Мурино подошел к свадебному сундуку эпохи Возрождения и вытер след пальца носовым платком. Он нагнулся, чтобы осмотреть поверхность сундука, и еще раз потер пятно, пока оно не пропало. Он сложил носовой платок аккуратным прямоугольником, убрал его в карман пиджака и оперся о край сундука.
— Да, полагаю, можно сказать и так.
— А что он получил в обмен на свои инвестиции?
— Пятьдесят процентов прибыли в течение десяти лет.
— А кто ведет учет?
— У нас есть бухгалтер, который все это делает для нас.
— Кто закупает товар для магазина?
— Я.
— А кто торгует?
— Я. Или моя дочь.
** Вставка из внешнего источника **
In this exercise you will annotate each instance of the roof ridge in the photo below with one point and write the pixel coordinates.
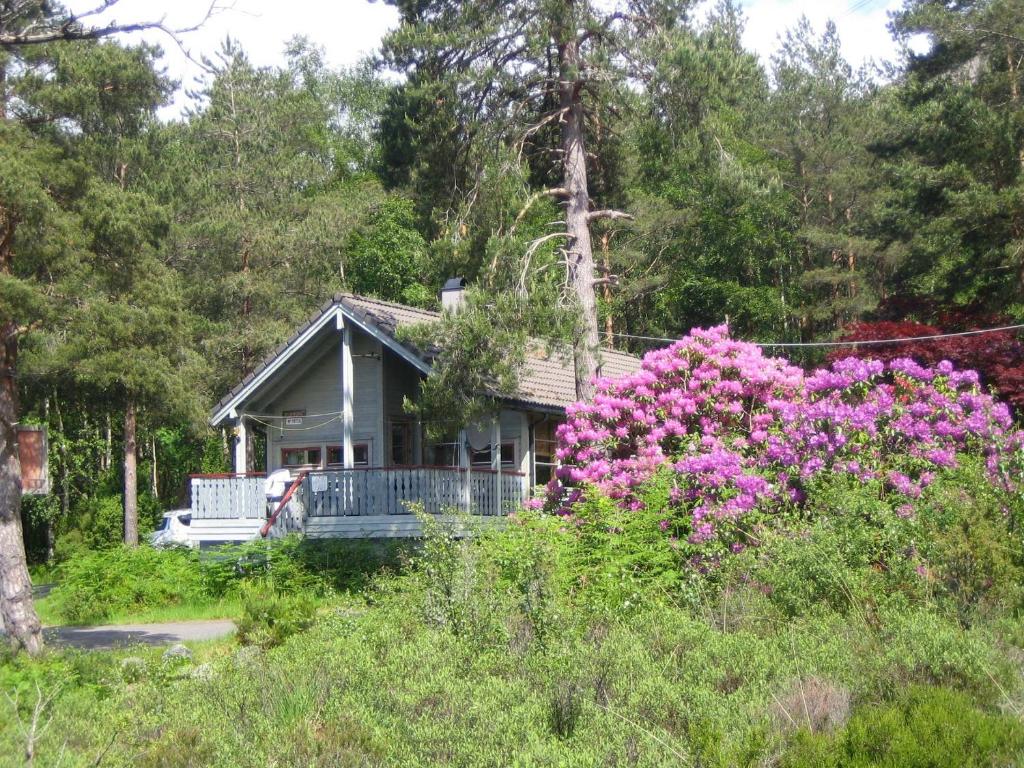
(340, 297)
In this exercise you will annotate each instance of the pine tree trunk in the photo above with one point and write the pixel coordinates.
(108, 459)
(131, 478)
(154, 477)
(19, 619)
(580, 249)
(16, 608)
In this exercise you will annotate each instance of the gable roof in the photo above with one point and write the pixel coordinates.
(547, 380)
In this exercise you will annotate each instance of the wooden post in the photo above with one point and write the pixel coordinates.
(465, 463)
(241, 446)
(496, 460)
(348, 455)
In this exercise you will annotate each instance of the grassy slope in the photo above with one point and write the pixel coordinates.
(828, 646)
(658, 687)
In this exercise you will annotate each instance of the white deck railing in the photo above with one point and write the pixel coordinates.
(226, 497)
(365, 492)
(390, 491)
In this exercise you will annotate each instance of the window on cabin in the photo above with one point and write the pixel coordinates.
(482, 458)
(304, 457)
(360, 455)
(400, 443)
(544, 452)
(445, 454)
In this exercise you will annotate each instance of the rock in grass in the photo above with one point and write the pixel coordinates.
(177, 652)
(132, 669)
(203, 672)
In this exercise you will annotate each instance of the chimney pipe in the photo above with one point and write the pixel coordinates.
(454, 295)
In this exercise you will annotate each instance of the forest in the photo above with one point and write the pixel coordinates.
(147, 265)
(768, 546)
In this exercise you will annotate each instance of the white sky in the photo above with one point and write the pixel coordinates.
(350, 29)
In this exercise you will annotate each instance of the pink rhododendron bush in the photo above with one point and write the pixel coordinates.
(741, 434)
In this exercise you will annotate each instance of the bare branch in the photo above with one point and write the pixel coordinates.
(608, 214)
(527, 257)
(555, 192)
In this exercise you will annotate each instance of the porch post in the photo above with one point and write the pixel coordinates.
(465, 463)
(348, 457)
(496, 460)
(241, 445)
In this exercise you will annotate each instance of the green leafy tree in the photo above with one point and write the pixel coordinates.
(820, 112)
(539, 77)
(950, 137)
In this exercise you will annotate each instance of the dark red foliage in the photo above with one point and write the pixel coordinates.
(998, 357)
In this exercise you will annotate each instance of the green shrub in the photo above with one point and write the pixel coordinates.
(269, 617)
(971, 542)
(927, 727)
(95, 585)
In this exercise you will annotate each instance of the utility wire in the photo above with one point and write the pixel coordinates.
(864, 342)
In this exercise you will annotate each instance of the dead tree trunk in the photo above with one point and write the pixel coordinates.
(19, 619)
(131, 477)
(154, 476)
(580, 252)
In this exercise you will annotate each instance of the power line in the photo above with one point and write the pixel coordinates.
(865, 342)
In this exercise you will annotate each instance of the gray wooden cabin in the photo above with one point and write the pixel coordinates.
(329, 403)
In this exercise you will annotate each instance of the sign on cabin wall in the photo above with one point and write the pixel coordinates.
(32, 451)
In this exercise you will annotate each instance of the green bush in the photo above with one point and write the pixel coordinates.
(927, 727)
(269, 617)
(95, 585)
(971, 542)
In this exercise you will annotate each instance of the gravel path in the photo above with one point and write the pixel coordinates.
(118, 635)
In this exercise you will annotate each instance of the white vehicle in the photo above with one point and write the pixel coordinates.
(173, 529)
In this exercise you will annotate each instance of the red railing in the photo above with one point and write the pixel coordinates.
(265, 528)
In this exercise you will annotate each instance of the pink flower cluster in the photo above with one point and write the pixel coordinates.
(742, 432)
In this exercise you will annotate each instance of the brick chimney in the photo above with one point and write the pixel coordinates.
(454, 295)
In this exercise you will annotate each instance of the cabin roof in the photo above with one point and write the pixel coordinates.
(547, 381)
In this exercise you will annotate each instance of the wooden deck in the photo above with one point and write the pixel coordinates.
(360, 502)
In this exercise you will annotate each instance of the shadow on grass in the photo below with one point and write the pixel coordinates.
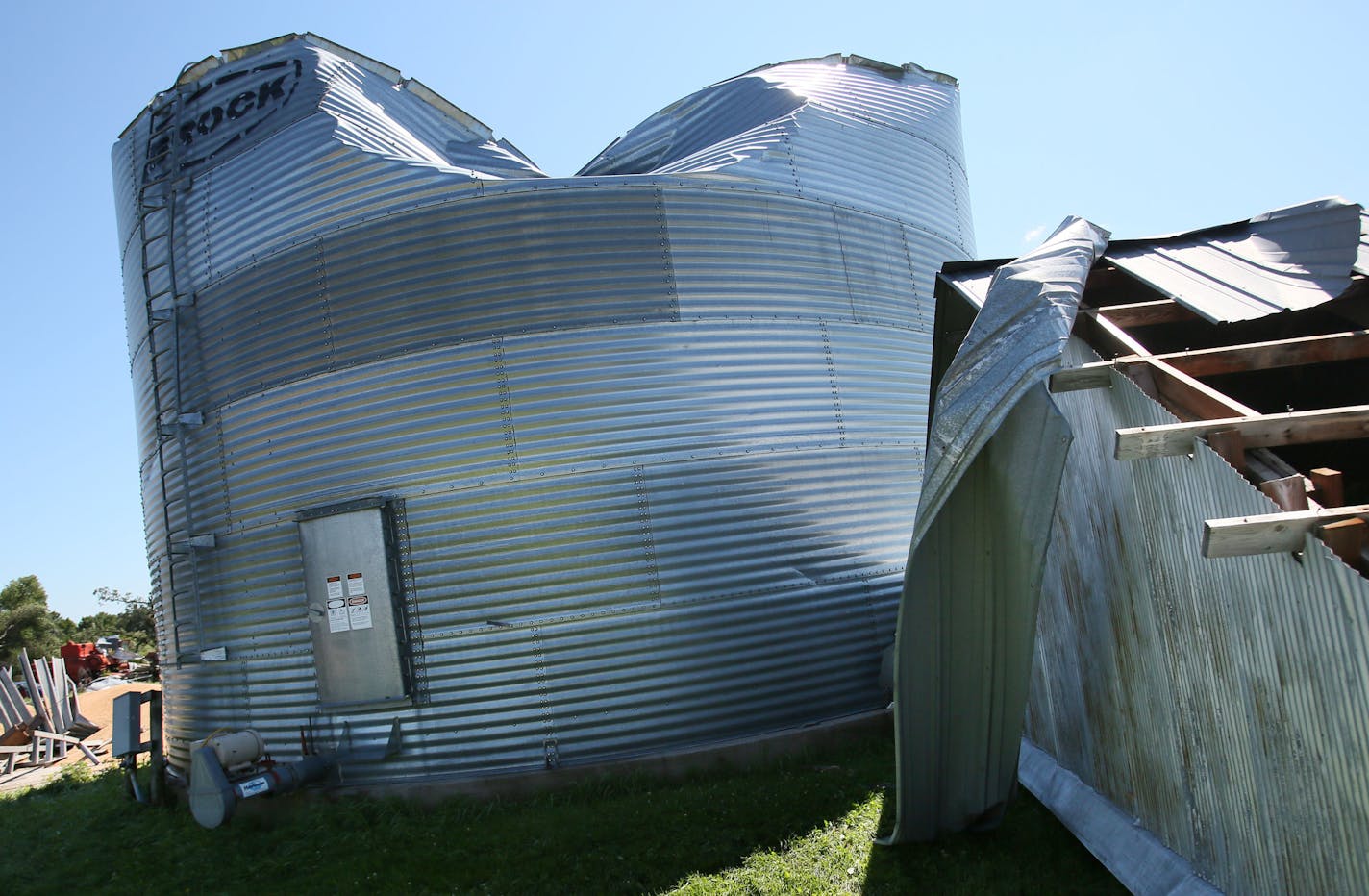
(1029, 853)
(620, 834)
Она работает здесь два дня в неделю.
— Значит, вы и ваша дочь знаете, что куплено и почем, и что продано и по какой цене?
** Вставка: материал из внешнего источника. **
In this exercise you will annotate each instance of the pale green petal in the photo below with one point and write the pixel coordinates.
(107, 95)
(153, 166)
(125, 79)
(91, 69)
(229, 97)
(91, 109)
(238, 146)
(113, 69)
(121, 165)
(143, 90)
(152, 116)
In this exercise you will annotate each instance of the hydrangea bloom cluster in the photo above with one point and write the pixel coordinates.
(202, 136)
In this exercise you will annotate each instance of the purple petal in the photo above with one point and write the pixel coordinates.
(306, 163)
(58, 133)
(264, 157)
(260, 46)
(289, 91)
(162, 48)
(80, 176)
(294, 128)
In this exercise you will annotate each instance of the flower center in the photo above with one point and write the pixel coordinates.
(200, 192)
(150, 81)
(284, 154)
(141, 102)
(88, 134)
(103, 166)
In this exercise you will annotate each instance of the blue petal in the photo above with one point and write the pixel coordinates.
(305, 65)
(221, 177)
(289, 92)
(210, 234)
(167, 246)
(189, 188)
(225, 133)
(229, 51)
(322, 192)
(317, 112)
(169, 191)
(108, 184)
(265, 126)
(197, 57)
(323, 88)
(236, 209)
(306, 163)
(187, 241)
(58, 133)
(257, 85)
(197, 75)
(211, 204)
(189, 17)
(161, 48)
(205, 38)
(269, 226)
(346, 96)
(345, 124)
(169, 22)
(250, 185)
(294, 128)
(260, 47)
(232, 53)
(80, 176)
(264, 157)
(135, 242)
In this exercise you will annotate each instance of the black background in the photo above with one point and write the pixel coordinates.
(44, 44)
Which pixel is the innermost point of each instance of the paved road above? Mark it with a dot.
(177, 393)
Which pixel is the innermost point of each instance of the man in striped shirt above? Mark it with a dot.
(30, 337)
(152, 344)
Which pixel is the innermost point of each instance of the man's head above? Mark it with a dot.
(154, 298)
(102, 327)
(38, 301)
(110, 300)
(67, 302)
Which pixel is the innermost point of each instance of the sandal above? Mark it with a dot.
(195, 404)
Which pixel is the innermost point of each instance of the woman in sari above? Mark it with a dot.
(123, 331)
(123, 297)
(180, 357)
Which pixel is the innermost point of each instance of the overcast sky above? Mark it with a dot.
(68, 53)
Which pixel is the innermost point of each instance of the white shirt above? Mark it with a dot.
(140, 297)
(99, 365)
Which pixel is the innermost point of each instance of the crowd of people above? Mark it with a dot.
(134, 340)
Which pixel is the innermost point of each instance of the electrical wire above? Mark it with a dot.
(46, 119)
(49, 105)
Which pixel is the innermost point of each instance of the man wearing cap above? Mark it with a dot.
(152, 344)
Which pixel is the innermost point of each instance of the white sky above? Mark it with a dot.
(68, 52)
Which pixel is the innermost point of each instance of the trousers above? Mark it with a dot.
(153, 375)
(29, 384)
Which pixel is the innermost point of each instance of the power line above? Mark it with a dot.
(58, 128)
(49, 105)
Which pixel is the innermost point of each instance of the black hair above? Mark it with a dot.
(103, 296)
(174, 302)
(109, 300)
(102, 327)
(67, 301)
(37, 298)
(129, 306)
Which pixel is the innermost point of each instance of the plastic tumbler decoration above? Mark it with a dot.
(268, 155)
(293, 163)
— У меня есть квитанции на все приобретения и продажи,
Брунетти на секунду задумался, нужно ли объяснять Мурино, что в Италии у всех на все есть квитанции и что эти бумажки имеют только тот смысл, что позволяют уходить от налогов. Ведь не нужно объяснять, что дождь падает с неба на землю или что деревья цветут весной. Значит, не нужно объяснять, что существуют налоговые махинации, особенно торговцу антиквариатом, тем более неаполитанскому торговцу антиквариатом.
— Да, я уверен, что они у вас есть, синьор Мурино, — сказал Брунетти и сменил тему. — Когда вы его видели в последний раз?
Мурино явно ожидал этого вопроса, поскольку ответ последовал незамедлительно.
— Две недели назад. Мы встречались за выпивкой, и я рассказывал ему, что планирую в конце месяца поехать в Ломбардию за товаром. Я сказал ему, что хочу закрыть лавку на неделю, и спросил, не будет ли он возражать.
— А он что?
— Совершенно не возражал.
— А что ваша дочь?
— Она занята, готовится к экзаменам. Она учится на юриста. А ведь бывают дни, когда никто не заходит в лавку. Так что я подумал, что сейчас самое подходящее время, чтобы закрыться ненадолго. Надо еще выполнить кое-какие работы.
— Какого рода?
— У нас есть задняя дверь, выходящая на канал, и она слетела с петель. Так что если мы хотим ею пользоваться, надо менять всю раму, — сказал он, указывая в сторону бархатных занавесок. — Хотите посмотреть?
— Нет, спасибо, — ответил Брунетти. — Синьор Мурино, вам никогда не приходило в голову, что у вашего партнера мог возникать очевидный конфликт интересов?
Мурино улыбнулся с любопытством.
— Боюсь, я не понимаю.
— Тогда я попробую объяснить. Его официальный пост мог помогать ему, скажем так, действовать в ваших обоюдных личных интересах.